The Next Day is a low stress and soporific (in a good way) slice'o'life piece in which you play a young person returning home from your first soulful all-night long outing with a friend. You wandered the town, talked about this and that and got very existential, and now you're feeling all reminiscent, but pining for bed.

The game captures the mood of early morning peace quite well, embellishing it with a sleep-inducing synth music loop. Your actions as a player really just consist of choosing which paths you will take home, triggering different small memories from your night out as you go. As sleep encroaches, Zs start to descend from the top of the screen, and different locations trigger different colour schemes, if you'll let them. There's a low-key charm to all of this, but I don't think the choice to make the characters (and thus a lot of memories) basically generic was a good one. What are memories without specificity?
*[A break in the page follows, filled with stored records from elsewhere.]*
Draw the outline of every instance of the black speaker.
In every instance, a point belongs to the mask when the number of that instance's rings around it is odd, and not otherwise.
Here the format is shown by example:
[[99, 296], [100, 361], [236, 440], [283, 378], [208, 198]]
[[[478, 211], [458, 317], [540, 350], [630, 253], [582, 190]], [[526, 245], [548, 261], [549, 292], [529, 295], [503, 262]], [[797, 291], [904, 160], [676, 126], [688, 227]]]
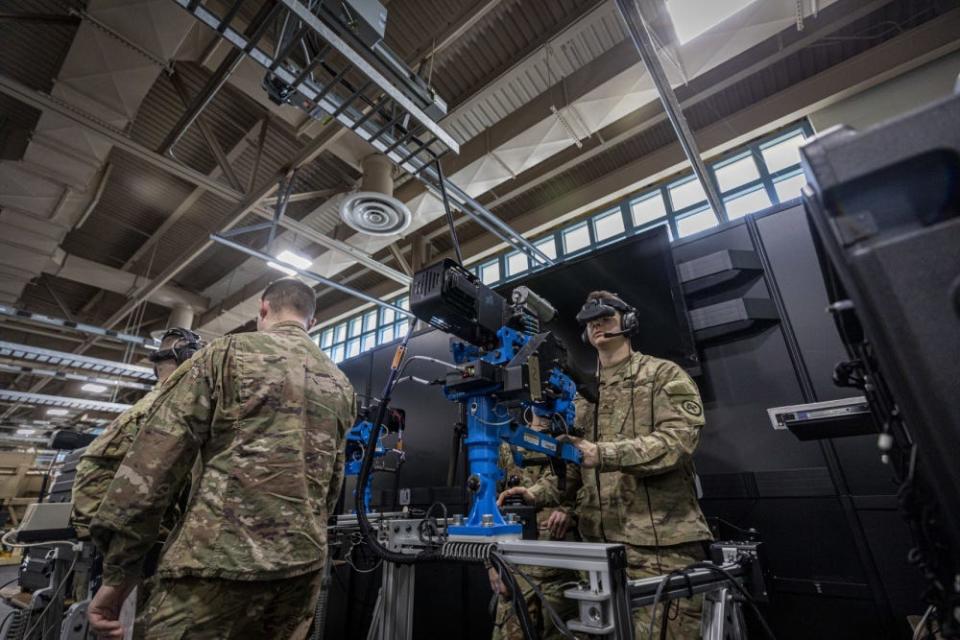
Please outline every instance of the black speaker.
[[801, 157], [831, 308], [888, 426], [925, 572], [953, 601], [940, 603], [943, 622], [960, 608], [960, 96], [828, 130]]

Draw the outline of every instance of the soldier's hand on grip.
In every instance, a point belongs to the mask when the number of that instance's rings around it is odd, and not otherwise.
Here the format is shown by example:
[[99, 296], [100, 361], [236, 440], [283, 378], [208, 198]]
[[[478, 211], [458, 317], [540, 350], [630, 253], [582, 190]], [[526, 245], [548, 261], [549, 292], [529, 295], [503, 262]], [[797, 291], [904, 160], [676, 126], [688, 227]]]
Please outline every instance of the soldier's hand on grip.
[[497, 498], [497, 506], [502, 507], [503, 501], [510, 496], [520, 496], [527, 504], [533, 504], [533, 494], [530, 493], [529, 489], [526, 487], [512, 487], [500, 494], [500, 497]]

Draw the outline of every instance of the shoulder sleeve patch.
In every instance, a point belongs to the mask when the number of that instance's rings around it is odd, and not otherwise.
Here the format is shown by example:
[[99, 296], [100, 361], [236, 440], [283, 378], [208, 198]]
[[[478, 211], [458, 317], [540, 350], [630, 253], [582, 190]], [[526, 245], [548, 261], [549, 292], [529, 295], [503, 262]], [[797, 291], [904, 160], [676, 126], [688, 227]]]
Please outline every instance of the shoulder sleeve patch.
[[689, 396], [698, 393], [690, 380], [671, 380], [663, 385], [663, 390], [668, 396]]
The game seeks to evoke some commonly shared experiences of growing up, but just offering a broad reminder of this fact isn't evocative enough. I know that I would rather have played a particular character with particular memories related to the world of this game, and that that in turn would have caused me to reflect more on my own memories of similar experiences. It's also strange, then, that the game's different endings, while presented in an abstract way, are opposite in nature to the game's content; they are ultra-specific to some relatively geeky online phenomena.

The author mentions the issue of specificity in his substantial About text, where he also acknowledges that the game may still be at the stage where it's more an experiment than a resolved piece. I think the game has got the mood right, but I would like it to be more specific.